Systems and devices based on electrical stimulation are commonly used for a large variety of therapeutic bio-applications. Unlike chemical or pharmacological methods for medical treatments, electrical means offer benefits that include speed, selectivity and control, and more direct pathways for remedial action. Many of the applications, such as neuromuscular control by artificial electrical stimulation, require the use of multielectrode systems to selectively activate a group of nerves. Multielectrode systems are also important for the realization of neuro-prosthetic systems. Therefore, given the need for multielectrode stimulation devices in many practical applications, we have undertaken a study to probe some of the details of nerve activation resulting from multielectrode excitation. In particular, aspects such as the magnitudes of the threshold stimulus current, its variation with the number of electrodes used, the effect on nerves of different radii, and the possibility of blocking an AP have been quantitatively analyzed. This constitutes a simple first step towards assessing neural responses and other potential bioeffects produced by multielectrode stimulation, with eventual progression towards tissue and whole-body assessments. To the best of our knowledge, such aspects have not been examined.

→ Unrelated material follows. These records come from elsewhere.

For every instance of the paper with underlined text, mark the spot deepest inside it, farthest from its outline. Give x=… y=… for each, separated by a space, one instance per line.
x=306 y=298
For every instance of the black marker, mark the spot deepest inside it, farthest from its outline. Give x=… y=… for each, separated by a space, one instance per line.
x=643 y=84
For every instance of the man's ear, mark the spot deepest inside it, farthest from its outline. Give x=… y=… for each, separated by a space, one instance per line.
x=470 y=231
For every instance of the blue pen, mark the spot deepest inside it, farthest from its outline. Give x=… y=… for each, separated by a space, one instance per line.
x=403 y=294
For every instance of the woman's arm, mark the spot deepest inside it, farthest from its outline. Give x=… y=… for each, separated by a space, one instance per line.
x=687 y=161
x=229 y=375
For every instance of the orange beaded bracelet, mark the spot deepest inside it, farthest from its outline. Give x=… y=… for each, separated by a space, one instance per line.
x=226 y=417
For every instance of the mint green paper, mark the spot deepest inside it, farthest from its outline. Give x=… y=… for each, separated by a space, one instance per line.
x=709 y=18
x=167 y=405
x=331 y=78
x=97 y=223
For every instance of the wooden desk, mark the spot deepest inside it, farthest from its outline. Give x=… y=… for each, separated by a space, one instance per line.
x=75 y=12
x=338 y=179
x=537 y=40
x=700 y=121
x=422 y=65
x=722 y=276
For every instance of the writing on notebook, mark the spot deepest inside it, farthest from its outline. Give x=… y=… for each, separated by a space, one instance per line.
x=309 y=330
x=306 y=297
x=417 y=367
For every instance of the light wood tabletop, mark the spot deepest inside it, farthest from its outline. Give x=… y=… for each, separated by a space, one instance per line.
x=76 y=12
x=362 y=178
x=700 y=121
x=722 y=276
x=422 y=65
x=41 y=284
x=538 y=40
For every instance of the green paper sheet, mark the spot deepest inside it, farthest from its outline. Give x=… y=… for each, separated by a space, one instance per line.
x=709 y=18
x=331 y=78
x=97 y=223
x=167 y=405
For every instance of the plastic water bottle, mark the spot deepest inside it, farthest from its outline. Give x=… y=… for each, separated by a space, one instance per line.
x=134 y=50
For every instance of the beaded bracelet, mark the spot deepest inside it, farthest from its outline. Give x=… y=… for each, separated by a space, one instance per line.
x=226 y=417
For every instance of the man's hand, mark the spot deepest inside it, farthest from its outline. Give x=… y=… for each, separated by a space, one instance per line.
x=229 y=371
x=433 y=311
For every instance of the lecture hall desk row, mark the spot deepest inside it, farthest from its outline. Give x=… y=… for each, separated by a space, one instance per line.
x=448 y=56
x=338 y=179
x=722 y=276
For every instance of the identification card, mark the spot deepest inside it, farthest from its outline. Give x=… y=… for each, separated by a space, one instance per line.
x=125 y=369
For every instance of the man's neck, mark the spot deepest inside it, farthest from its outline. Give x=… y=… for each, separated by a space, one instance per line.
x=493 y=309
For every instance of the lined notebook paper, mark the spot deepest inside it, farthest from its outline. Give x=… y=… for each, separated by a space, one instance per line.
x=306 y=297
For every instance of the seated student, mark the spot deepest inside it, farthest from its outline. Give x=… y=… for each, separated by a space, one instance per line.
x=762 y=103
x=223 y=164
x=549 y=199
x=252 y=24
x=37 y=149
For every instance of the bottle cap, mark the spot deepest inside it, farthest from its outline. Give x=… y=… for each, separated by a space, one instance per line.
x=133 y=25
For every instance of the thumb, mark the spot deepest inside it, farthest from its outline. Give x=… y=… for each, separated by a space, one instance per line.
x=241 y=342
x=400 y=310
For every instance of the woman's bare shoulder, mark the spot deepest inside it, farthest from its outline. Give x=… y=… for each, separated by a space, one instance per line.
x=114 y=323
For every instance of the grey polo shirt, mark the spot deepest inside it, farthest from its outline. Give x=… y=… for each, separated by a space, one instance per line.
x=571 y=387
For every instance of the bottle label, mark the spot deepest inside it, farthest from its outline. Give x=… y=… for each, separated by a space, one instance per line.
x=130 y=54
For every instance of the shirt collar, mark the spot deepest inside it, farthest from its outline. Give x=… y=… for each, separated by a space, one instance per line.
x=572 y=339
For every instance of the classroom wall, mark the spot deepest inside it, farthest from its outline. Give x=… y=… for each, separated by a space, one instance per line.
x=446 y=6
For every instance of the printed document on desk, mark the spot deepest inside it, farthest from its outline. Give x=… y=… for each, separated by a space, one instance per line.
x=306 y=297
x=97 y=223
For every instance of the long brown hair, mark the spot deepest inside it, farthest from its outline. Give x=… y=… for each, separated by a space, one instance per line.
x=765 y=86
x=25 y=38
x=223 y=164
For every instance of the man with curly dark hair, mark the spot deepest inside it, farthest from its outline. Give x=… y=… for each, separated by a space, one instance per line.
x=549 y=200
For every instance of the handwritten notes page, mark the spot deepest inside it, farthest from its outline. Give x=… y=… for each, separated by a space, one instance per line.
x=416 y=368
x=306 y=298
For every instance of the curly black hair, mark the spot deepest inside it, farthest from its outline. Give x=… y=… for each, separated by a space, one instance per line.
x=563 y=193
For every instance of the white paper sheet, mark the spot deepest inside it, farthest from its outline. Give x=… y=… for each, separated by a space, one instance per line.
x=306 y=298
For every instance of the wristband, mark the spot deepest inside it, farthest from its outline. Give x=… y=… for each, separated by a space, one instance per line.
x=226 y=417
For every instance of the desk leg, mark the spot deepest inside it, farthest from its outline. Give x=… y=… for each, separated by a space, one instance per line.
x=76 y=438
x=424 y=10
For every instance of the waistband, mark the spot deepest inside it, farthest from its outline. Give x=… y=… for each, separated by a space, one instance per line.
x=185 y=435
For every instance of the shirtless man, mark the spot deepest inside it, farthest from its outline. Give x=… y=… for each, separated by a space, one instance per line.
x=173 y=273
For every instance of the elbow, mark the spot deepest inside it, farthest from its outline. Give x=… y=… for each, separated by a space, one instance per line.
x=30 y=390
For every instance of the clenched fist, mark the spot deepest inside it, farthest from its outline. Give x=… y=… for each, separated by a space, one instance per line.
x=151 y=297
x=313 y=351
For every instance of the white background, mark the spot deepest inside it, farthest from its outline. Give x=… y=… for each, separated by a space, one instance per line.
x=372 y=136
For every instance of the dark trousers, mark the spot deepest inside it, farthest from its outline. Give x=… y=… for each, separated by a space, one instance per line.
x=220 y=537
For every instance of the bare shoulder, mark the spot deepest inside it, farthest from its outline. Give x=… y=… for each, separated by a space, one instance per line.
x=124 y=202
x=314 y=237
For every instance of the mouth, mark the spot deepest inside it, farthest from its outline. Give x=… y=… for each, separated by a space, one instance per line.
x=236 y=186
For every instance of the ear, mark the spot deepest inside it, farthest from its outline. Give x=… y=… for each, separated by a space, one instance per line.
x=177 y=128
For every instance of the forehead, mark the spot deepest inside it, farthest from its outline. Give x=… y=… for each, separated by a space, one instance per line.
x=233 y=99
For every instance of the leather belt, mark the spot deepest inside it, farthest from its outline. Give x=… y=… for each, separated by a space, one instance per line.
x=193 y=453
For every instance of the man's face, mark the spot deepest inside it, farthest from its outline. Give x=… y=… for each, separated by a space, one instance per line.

The injection current needed to initiate an AP is predicted to decrease as the number of stimulated nodes increases. The actual threshold current does depend on the nerve size, with smaller nerves requiring lower stimulating excitation. It has also been shown that the injection current required to launch an AP diminishes slowly with an ever-increasing number of triggering electrodes. Furthermore, the time delays in launching an AP were shown to decrease with increasing stimulation current. Finally, it was demonstrated that arresting the AP propagation in a nerve segment could be achieved by applying lower magnitudes of the interruption signal if more nodes of a multielectrode array were to be used. This result is important and would have practical relevance, since the lower intensity signals for interrupting AP propagation indicate a safer and more reliable approach to AP blockage. From a practical standpoint, the complexity should not increase appreciably, as multielectrode systems have been proposed and even demonstrated in the literature [42,43,44].